Марк быстро привык к свалке. Свалка стала родным домом, только без крыши. Днем, при тусклом свете молочного крохотного солнца, он бродил по горам мусора, по холмам хороших и жалких вещей, рылся в них, ковырялся, откладывал в сторону то, что можно было съесть или надеть. Он нацеплял на пальцы массивные золоченые перстни. Вешал на шею грузные, с крупными звеньями, бандитские цепи. Гляделся в найденное в грязи дамское зеркальце: из куска стекла на него глядел птичий глаз и птичий клюв, и он принимал себя за голубя.

Часто сидел, обрядившись в найденное, на вершине мусорной горы; раскидывал руки, подставлял тусклому солнцу лицо, обонял вереницу запахов, и чарующих и отвратных, и к нему, застывшему неподвижно, прилетали голуби. Они, может, принимали его за деревяшку. За деревянный крест, за чучело. А может, наоборот, жаждали несмелого тепла, человечьего воркованья. Голуби садились ему на плечи, на руки, на колени, на затылок. Трепыхали крыльями, сизыми и белыми. Один прилетал мощный, крутогрудый, с мохнатыми белыми лапками: турман. Он потерялся. Все голуби были бродяги, а этот царь. Голуби подолгу сидели на неподвижном Марке. Он боялся шевельнуться. На его лице застывало тихое блаженство. На свалке он научился сам себя стричь, даже в зеркало не глядя, ржавыми, замысловато изогнутыми старинными ножницами; а потом и брил сам себя, вот он станок, а вот и лезвия Gillette, тупенькие, конечно, да это ничего, можно ради красоты потерпеть. Его голова напоминала неряшливо ободранный ананас. Порезы плохо заживали, медленно подсыхала кровь. Располосованная кожа мерцала гладкой синевой, щетиной, поросячьей розовостью; главное, волосы в глаза не лезли, и на том спасибо. Голуби не удерживались когтями на бритой башке. Требовалось надеть шапку. Марк напяливал курчавую кавказскую папаху, вытертую, без подкладки, папаха воняла собачьей мочой. Голуби любили, когда он надевал папаху, вцеплялись в нее, сидели, ворковали, взмахивали крыльями.

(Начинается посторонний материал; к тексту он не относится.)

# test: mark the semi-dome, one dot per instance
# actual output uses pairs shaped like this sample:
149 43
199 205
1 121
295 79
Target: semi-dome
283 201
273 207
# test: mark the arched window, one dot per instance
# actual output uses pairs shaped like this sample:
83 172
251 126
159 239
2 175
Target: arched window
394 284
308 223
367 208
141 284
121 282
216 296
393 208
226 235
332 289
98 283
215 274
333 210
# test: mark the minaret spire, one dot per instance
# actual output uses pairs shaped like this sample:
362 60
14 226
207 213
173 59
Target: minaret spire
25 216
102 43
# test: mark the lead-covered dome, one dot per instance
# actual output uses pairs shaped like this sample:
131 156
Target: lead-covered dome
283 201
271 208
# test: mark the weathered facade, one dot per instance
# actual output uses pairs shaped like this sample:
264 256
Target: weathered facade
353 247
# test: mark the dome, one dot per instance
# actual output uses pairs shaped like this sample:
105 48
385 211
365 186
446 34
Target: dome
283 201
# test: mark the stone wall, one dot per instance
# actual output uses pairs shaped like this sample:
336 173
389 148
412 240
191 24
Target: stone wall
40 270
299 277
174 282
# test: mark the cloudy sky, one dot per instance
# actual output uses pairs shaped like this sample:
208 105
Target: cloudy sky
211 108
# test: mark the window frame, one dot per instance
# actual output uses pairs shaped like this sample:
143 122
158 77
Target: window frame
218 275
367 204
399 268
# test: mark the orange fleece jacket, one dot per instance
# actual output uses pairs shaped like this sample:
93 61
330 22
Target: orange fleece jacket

А чуть яркий луч ударит, гудок раздастся, щелчок, дальний крик – голуби разом, сизой светлой тучей, вспархивали с его плеч, рук и головы, и он, закидывая лицо, долго следил, как они тают, гаснут во вьюжной тоске, в великой синеве. Порхали, сияли, светились, бормотали свое! Улетали навек! Сиянием вставали вокруг его голой, бритой головы, и отсветы от голубиных крыльев ходили по израненной тупым лезвием коже, по впалым щекам, по лбу в извивах морщин. Голуби, вы прилетите еще! Вы меня не забывайте! И я вас тоже не забуду.

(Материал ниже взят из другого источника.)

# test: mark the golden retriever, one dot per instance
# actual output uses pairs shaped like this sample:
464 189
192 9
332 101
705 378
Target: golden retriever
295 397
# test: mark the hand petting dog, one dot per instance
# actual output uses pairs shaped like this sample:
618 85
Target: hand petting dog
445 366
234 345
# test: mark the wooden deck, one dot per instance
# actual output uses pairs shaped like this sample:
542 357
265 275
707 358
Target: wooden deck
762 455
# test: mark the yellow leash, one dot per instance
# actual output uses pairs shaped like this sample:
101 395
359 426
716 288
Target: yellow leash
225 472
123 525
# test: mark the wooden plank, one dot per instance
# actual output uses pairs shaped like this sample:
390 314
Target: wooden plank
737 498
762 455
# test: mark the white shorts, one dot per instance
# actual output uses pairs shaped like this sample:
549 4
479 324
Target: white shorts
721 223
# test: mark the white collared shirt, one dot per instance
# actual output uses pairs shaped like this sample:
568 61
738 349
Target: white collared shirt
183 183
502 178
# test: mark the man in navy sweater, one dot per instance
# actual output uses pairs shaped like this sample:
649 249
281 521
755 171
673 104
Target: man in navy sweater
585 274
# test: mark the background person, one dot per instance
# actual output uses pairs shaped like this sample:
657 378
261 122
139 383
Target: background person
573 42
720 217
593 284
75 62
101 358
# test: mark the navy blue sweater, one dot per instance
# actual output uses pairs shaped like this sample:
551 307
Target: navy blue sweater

Он приготавливал им еду, размачивал горбушки черствого хлеба в просроченном молоке, насыпал в жестяные миски гречку и рис, и так сидел и ждал. Когда голуби прилетали вновь, он им молился.

Однажды он захотел чаю. Просто горячего чаю. Он целый век чай не пил. Разыскал на свалке початую пачку дешевого чая, нашел и чайник, старый и смешной, в таких рыбаки до войны с немцем чай на берегу кипятили, со смородиновым листом и мятой. Воду добыть – нехитрое дело: вон сколько снега вокруг! Набил снегом чайник. Развел костерок. С ворами он нагляделся на живой огонь. Странно катилось время: где-то летели по рельсам поезда, в небе кувыркались самолеты, в духовках пеклись румяные пироги, а он сидел тут, у живого, старого как мир, бедного огня, и грел над ним голые красные руки. Снег в чайнике быстро растаял. Скоро вода закипела, Марк наблюдал, как со дна поднимаются и на поверхности лопаются пузыри. Представил себя самого этим пузырем. Со дна взовьется и лопнет! Заварку он бросил прямо в чайник. Кружка у него тут тоже завелась: шикарная, расписная. С ее бока на него глядел белый голубь. Он раскидывал крылья. Над голубем будто детская рука коряво, шатуче вывела: ДУХЪ СВЯТОЙ. Марк подцепил ручку чайника спущенным рукавом теплой куртки и налил полную кружку крепчайшего чаю. Отхлебывал, жмурился. Что тебе чифирь! Пил и медленно пьянел. Вспомнил свои севера. Сиянье голубиное. Крылья неба. А что, хватит уже топать по земле. Может, надо уже пожитки в дорогу собирать. В самую главную.

Подумал об этом – и кружку ото рта отнял. И на колени поставил, и коленями сцепил. Железо кружки прожигало брюки. Марк глядел на свои башмаки. Здесь нашел. На брюки. Здесь отыскал. На кружку и коричневый чай в ней. Здесь обнаружил. Все здесь. Свалка ему подарила все. Как же ему ее не любить?

И разве, кроме свалки, он найдет сейчас кого-то ближе, роднее?

Спал он в шалашике; утеплил его со всех сторон разным тряпьем. Ляжет, в клубок свернется, надышит – вот оно и тепло. Правда, бывали дни, когда он просыпался и еле разгибал руки и ноги, сведенные холодом. Краем сознания он понимал: еще год, другой такой жизни – и загнется он, вместе с голубями в зенит улетит.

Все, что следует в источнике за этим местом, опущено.